Pier Luigi Alexander Farnese was born in 1503 from the union between Cardinal Alexander Farnese (future Pope Paul III) and a Roman noblewoman.
His illegitimacy tormented Pier Luigi all his life, and doubtless contributed to the formation of his character. The nobility of Piacenza was frequently known to insult him as "the bastard son of the Pope." As the eldest and beloved son he was legitimized along with his brother Paul at the age of two in 1505 by Pope Julius II.
He was given a famous humanist tutor, and quickly developed a love of war and fortifications.
Alexander was, however, keen to make Pier Luigi the true head of the Farnese family and so arranged a favorable marriage alliance with Gerolama Orsini, daughter of the Count of Pitigliano. In 1513 the engagement contract was drawn up, and in 1519 the wedding celebrated.
Despite a loveless marriage, Gerolama remained a faithful devoted wife giving him four children and tolerating Pier Luigi's excesses, brutality, and extravagances.
Pier Luigi Farnese quickly became the stereotype of a mercenary soldier: wild and amoral. He had courage and daring and while strong and audacious was also sufficiently brutal to offend many observers. Nor did he always fight on the traditional side of the papacy.
In 1520, at the age of seventeen, he and his brother Ranuccio were already employed as mercenaries in the pay of the Republic of Venice. As a result, he served under the standard of Charles V - remaining with the emperor until 1527, he was present at the Sack of Rome of that year, in which he took part.
While his brother Ranuccio withdrew to defend the Pope; Pier Luigi crossed the Tiber and quartered his men in the family palace, thus saving it from destruction.
Luigi withdrew from Rome into the Roman countryside, taxing it without mercy and permitting a climate of theft and murder.
When his father was elevated to the papacy as Paul III in 1534, his first action was to make Pier Luigi's eldest son, Alessandro Farnese, a cardinal. But Charles V only reluctantly allowed the granting of titles to Pier Luigi agreeing an annual pension on the condition that the news was not made public.
The office of Captain General of the Church had become vacant, and Paul nominated his son. Pier Luigi traveled through the Papal States defeating pockets of resistance before arriving in triumph at Piacenza.
The Duchy of Castro operated as a functioning State within the Patrimony of Saint Peter. It possessed rich forests full of game, fertile vineyards and fields, and a great number of fortresses. The Pope also awarded his son the cities of Nepi and Ronciglione. Pier Luigi was tasked with repairing all the fortresses over which he was now feudal lord. During his life Pier Luigi gained a certain reputation for cruelty, ruthlessness and decadence. A particular scandal erupted in 1537, when he was accused of raping a young bishop Cosimo Gheri, who subsequently died.

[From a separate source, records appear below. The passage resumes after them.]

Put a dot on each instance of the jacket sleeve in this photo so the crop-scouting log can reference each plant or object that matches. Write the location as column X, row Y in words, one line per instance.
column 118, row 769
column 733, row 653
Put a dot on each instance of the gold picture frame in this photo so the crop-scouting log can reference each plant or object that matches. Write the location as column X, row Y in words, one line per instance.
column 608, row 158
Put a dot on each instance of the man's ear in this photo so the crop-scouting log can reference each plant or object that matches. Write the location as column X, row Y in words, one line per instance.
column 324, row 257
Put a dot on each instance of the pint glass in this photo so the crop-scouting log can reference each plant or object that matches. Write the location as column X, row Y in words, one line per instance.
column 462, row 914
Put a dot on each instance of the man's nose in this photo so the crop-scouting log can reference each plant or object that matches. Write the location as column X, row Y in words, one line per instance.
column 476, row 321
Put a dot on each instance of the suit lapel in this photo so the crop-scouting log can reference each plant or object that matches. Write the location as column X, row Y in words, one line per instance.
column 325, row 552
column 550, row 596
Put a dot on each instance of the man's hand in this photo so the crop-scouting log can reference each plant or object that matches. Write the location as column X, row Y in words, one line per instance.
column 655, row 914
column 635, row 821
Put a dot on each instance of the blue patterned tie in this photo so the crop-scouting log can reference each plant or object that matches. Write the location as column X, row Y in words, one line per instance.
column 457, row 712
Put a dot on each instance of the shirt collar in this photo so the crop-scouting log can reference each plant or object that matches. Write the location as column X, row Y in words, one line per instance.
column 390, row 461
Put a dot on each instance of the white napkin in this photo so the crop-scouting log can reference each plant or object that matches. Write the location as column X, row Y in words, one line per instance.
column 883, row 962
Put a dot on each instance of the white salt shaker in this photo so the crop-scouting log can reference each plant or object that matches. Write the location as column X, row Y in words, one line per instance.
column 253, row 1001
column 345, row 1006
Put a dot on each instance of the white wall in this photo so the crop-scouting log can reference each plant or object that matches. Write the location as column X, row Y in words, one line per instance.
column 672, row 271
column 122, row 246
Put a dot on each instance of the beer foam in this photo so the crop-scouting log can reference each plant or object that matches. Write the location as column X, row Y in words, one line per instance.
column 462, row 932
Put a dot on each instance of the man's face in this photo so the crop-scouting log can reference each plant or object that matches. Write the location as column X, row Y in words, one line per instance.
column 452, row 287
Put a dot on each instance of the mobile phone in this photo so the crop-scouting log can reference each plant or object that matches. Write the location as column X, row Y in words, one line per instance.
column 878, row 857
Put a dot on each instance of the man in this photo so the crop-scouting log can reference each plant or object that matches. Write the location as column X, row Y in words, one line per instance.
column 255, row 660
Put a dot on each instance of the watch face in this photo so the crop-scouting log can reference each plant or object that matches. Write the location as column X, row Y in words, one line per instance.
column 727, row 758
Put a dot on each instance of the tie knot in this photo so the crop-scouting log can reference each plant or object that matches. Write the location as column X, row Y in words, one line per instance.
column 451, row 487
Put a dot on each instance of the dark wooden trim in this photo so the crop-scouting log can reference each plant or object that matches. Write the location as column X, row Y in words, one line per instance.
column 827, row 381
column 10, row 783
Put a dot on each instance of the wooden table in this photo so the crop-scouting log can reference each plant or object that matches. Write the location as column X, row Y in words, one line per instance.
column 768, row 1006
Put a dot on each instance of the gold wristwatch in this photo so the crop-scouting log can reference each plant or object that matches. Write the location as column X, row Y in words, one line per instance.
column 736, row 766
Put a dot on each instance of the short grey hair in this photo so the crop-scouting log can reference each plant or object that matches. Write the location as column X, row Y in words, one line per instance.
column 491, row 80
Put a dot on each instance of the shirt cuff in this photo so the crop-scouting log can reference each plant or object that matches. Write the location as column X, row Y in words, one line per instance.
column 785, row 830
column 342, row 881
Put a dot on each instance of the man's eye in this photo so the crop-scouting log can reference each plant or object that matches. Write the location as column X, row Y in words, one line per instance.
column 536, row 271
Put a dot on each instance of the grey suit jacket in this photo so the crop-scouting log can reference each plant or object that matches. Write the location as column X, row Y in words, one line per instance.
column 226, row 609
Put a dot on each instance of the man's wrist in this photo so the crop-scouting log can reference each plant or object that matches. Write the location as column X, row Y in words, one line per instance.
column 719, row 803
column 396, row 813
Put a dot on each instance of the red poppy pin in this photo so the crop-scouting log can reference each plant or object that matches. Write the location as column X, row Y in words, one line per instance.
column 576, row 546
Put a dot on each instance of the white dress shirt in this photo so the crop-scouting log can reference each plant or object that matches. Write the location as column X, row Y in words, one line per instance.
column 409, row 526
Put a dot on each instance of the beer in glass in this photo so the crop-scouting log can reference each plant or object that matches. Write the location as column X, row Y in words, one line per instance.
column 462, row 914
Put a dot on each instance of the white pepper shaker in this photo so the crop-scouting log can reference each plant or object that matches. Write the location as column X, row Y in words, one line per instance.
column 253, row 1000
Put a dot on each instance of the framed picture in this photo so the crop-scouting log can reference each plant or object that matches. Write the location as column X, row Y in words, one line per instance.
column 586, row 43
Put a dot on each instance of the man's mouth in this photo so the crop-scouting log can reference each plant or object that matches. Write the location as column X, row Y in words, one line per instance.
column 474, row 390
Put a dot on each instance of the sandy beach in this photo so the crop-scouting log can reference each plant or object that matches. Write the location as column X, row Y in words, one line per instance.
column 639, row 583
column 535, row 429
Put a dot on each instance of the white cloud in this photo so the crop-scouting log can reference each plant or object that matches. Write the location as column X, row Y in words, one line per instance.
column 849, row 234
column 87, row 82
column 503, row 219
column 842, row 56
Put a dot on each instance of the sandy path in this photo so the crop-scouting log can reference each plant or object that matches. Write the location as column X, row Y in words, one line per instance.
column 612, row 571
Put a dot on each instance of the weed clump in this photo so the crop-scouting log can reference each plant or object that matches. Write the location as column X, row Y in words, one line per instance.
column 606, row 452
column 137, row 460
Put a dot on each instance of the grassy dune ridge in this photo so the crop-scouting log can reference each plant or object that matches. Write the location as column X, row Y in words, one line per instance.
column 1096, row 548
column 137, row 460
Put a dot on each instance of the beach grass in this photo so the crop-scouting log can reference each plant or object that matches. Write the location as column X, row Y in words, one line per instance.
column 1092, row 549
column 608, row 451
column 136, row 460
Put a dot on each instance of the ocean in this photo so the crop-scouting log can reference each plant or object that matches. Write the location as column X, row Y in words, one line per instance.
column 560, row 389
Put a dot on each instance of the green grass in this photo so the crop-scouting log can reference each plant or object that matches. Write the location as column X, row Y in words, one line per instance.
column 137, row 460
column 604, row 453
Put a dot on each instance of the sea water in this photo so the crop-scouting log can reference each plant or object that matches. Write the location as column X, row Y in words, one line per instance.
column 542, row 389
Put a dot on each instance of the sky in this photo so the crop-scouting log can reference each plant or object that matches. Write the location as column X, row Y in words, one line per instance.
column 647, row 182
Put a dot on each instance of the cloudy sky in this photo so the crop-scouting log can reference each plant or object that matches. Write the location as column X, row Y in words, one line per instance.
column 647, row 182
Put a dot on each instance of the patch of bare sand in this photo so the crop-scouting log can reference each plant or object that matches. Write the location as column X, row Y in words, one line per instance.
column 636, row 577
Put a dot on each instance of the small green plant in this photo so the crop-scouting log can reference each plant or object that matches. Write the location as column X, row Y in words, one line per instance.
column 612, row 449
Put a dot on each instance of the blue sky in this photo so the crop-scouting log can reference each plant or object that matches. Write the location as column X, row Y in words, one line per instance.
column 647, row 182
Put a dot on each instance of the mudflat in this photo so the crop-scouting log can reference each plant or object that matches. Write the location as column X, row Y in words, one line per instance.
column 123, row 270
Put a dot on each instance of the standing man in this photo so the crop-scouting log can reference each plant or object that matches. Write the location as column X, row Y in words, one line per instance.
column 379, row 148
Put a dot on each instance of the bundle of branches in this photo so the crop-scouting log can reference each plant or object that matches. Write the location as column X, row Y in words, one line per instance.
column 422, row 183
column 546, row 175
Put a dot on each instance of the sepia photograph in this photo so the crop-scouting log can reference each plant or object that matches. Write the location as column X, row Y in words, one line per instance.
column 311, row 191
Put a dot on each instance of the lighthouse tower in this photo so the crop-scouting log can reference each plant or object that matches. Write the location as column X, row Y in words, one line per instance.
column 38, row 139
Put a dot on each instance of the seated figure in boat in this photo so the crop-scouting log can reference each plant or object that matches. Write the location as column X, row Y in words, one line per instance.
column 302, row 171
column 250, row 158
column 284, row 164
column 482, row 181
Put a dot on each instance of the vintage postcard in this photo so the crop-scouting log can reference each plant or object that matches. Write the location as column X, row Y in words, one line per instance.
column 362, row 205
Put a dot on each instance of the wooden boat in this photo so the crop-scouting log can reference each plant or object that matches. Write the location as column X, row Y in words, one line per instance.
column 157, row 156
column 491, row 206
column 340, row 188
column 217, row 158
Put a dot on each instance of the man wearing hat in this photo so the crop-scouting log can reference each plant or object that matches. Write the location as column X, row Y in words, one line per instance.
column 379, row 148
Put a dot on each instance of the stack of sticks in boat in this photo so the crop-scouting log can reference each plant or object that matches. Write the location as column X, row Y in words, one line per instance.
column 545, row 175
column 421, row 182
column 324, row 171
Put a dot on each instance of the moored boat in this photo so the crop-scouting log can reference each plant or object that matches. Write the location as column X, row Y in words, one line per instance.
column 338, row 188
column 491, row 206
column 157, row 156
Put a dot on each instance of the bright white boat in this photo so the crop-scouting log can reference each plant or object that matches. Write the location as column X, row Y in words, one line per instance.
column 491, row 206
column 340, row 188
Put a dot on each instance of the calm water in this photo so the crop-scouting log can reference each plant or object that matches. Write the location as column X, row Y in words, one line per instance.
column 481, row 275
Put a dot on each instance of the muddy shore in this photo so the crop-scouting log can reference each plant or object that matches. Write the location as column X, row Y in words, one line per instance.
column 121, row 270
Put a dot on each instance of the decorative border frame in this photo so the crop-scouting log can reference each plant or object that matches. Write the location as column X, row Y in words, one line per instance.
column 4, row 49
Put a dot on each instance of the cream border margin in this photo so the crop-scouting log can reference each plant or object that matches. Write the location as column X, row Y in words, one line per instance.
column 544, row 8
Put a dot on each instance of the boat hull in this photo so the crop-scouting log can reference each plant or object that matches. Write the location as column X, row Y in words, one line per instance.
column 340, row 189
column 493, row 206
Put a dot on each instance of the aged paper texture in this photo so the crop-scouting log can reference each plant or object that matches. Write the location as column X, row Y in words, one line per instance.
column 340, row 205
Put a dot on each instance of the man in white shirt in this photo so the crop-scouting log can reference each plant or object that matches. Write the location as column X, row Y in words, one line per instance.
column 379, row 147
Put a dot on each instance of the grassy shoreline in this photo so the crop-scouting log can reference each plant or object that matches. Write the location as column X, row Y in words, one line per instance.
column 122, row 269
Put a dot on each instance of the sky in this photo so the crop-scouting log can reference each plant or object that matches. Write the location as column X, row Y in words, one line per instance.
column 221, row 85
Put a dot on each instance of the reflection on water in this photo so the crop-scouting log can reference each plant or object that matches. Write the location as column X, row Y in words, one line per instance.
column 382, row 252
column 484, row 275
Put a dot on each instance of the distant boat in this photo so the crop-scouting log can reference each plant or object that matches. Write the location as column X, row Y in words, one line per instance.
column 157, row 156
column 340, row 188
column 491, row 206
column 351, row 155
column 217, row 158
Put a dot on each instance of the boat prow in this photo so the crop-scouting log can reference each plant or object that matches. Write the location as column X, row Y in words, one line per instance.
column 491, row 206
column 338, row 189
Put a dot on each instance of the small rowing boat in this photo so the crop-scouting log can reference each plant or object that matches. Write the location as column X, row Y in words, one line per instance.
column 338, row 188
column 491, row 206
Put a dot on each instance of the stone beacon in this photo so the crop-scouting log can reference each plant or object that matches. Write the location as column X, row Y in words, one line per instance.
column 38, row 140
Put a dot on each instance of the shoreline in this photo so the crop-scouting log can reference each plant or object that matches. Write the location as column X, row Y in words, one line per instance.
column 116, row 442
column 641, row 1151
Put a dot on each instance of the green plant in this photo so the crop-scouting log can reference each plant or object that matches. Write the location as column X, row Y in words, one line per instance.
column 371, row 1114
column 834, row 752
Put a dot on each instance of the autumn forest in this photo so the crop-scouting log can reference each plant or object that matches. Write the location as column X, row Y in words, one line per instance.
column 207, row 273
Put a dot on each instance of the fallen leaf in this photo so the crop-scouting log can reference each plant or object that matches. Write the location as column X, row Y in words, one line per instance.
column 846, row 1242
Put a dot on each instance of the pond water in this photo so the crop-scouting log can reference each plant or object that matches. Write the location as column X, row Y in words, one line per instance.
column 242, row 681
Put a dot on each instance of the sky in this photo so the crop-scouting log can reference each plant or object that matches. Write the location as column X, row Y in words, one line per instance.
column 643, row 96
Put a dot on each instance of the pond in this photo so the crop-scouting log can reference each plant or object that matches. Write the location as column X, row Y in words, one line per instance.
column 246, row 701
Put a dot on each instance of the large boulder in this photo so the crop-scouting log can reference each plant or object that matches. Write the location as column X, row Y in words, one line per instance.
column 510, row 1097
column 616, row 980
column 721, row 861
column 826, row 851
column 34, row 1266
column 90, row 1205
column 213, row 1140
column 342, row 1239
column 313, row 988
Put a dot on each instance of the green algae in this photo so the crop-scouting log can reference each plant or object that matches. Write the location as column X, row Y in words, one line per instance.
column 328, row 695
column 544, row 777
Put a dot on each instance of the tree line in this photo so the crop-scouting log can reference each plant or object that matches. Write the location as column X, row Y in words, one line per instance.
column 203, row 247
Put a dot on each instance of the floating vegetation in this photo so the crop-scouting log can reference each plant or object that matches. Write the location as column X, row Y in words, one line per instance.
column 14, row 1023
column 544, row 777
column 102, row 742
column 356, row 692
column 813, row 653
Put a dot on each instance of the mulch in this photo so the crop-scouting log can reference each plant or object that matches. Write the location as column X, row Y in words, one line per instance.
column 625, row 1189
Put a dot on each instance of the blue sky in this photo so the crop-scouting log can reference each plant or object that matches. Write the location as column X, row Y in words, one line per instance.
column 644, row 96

Eventually to no one's surprise, Pier's reputation caught up with him and he was stabbed him to death. The conspirators hung his body from a window of his palace in Piacenza. Pier Luigi's body was brought back and buried in Piacenza; later the body was transported to the family tomb on the island of Bisentina on Lake Bolsena.
Pier Luigi Farnese had married Girolama Orsini and sired four children. Letters exist from Pier Luigi's father, Paul III, reproaching him for taking male lovers when on an official mission to the court of the emperor; and another from the chancellor of the Florentine embassy detailing a man-hunt he had mounted in Rome to search for a youth who had refused his advances.
So historians feel safe in labeling him as a bisexual. While not exactly a “hero” he definitely shaped the course of Italian history.